# DWAL Bristol.



## STReptiles (Feb 6, 2009)

Hi guys your probably bored of this but I'm just wondering if any of you know the rough price of the lisence in the Bristol area. I think there are one or two of you on here that have a DWAL in the area.

I've looked at the B.A.N.E.S website but there is nothing to do with animal lisensing on there.

Thanks.

Sam.


----------



## leptophis (May 24, 2007)

about 120 sam, excluding vets


----------



## STReptiles (Feb 6, 2009)

Thanks Pete, thats not bad. I wont be looking to do it any time soon, maybe in a couple of years. I dont have the space at the moment unfortunately. 

Do you have any scrubs at the shop by the way? was thinking of coming in soon.


----------



## BenjaminBoaz (Jan 6, 2006)

Exotic, dangerous or wild animals
The Dangerous Wild Animals Act 1976 states that licences are required from the local authority to keep certain animals. An application must be made to the local authority who will inspect the premises where the animal is to be kept with a vet to ensure that the conditions, cages, food, etc. is suitable.
Please contact the Public Health Services on 0117 922 2500 (I'd give them a call!)

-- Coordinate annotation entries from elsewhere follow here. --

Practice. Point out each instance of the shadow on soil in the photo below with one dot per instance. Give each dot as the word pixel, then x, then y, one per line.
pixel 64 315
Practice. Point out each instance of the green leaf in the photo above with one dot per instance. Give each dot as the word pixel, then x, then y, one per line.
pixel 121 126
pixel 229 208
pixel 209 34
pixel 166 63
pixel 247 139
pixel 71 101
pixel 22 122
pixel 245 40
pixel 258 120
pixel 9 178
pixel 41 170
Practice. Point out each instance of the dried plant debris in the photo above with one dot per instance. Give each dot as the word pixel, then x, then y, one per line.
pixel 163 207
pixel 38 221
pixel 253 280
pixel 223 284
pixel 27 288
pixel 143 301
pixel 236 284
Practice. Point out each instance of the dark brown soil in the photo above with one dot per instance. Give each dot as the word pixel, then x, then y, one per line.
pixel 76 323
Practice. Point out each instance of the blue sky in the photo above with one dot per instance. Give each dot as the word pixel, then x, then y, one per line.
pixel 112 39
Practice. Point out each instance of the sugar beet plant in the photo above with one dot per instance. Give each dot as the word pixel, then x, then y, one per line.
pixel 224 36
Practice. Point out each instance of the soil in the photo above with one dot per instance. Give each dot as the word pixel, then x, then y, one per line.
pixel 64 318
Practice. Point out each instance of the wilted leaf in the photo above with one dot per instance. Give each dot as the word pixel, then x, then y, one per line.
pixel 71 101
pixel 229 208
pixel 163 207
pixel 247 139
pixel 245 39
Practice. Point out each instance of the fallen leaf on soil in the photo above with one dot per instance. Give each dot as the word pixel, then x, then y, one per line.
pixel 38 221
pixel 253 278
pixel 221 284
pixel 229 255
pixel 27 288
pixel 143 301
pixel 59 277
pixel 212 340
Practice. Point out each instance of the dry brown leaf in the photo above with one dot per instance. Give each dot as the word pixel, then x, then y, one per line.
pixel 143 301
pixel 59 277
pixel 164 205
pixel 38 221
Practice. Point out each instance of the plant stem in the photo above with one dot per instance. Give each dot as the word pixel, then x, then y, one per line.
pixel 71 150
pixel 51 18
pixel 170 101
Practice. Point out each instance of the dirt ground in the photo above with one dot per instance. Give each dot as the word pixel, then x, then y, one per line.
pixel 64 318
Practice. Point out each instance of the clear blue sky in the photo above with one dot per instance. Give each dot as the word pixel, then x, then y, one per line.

http://www.southglos.gov.uk/NR/rdonlyres/1DD021AD-4893-4AA4-ABA8-97420558A013/0/COS060008.pdf


Could not find price for Bristol however ashfield is £887! Wow!
** ( Hawks are registered at Dept. of Env. Tollgate House, Houlton Street, Bristol Tel: 0117 987 81 00)


----------



## STReptiles (Feb 6, 2009)

animalstorey said:


> Exotic, dangerous or wild animals
> The Dangerous Wild Animals Act 1976 states that licences are required from the local authority to keep certain animals. An application must be made to the local authority who will inspect the premises where the animal is to be kept with a vet to ensure that the conditions, cages, food, etc. is suitable.
> Please contact the Public Health Services on 0117 922 2500 (I'd give them a call!)
> 
> ...


Bristol is around 120 pound.


----------



## BenjaminBoaz (Jan 6, 2006)

leptophis said:


> about 120 sam, excluding vets


Yeah it was mentioned! 
However its an approximation. I went looking for it as it's usually on the council websites however Bristol haven't put any prices on theirs. 
The number I found should be able to supply the exact up to date price. 

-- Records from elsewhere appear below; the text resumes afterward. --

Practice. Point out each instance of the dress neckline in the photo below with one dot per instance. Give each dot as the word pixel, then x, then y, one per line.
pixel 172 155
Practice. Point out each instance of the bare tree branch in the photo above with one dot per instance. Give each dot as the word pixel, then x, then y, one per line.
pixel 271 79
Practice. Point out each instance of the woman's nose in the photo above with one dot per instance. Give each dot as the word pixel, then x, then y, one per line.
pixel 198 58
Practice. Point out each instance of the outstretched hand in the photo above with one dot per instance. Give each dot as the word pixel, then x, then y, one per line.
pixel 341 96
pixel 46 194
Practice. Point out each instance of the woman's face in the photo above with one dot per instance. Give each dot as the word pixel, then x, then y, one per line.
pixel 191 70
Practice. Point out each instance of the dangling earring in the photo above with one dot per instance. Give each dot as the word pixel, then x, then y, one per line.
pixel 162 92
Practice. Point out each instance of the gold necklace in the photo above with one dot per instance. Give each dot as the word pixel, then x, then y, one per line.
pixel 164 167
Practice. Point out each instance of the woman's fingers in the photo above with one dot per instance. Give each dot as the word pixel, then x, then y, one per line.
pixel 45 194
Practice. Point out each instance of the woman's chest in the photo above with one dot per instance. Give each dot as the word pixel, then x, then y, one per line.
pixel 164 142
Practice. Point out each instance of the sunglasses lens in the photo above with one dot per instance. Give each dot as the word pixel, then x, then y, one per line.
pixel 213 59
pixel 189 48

Another thread on here was talking about the Cornish dwal price. The guy was told almost £900 however the website states just under £300!

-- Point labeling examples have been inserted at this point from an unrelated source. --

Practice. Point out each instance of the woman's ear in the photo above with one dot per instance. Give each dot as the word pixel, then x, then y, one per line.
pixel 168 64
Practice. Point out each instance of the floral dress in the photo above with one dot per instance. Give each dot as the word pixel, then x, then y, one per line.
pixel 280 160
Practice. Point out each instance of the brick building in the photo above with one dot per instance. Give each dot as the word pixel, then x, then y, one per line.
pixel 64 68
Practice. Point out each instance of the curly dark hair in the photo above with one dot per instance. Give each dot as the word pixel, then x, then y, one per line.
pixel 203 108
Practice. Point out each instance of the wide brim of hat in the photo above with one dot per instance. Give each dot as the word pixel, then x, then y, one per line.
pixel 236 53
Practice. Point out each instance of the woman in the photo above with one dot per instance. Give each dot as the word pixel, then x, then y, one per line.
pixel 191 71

Vet fees vairy though and depends on how long the visit lasts.


----------



## STReptiles (Feb 6, 2009)

The guy that said 120 is in Filton, I'm in keynsham so not that far away so I'd imagine there isnt too much difference.


----------



## BenjaminBoaz (Jan 6, 2006)

That's a good price. 
Is this a one of payment like the paal? Or is it for the year or a set number of years? 
My paal is just a one off payment but interested in DWA myself.


----------



## tigersnake (Sep 30, 2007)

I have a DWAL in the Bristol area, it is £220 including vets fee. My council informed me that, from this year, it will be every two years, but he may inspect himself, without the vet. The vet would come every two years.
He told me, currently, I am the only holder in the Bristol area.
Cheers,
Brian.


----------



## BenjaminBoaz (Jan 6, 2006)

That's cool. Good to know. So the DWA is a one off payment on condition that guy is happy for 2 years with a check at one yr. And on vet check every two approx £100. That's prety good. I believe that's what's happening with the my paal. I know some councils don't have a clue due to never having anyone apply in their area for these kinds of things. Im the only one in my council area with the paal. What are you hoping to keep? I'm guessing snakes? What type? Do you have much Exp. At the moment. Interested in DWA keepers. Cool stuff.


----------



## tigersnake (Sep 30, 2007)

Yes, it will now cost me £220 for two years. The trouble is, every council has their own set of rules, but I am quite happy with my council.
I have had my licence with Bristol now since 2004, but I have been keeping for over 40 years.
Cheers, 
Brian.


----------



## STReptiles (Feb 6, 2009)

Hi guys. I would be applying so that I can keep various viper species. Would mainly be arboreal Asian and south American vipers with a few terrestrial vipers too like Gaboons. No elapids of any kind I just have no interest in them. I have alot of experience with snakes but very minimal with any venomous snakes. With vipers there wouldnt be much hands on as they are too small and fast for any tailing etc so it would be hooked into a bin for cleaning duties.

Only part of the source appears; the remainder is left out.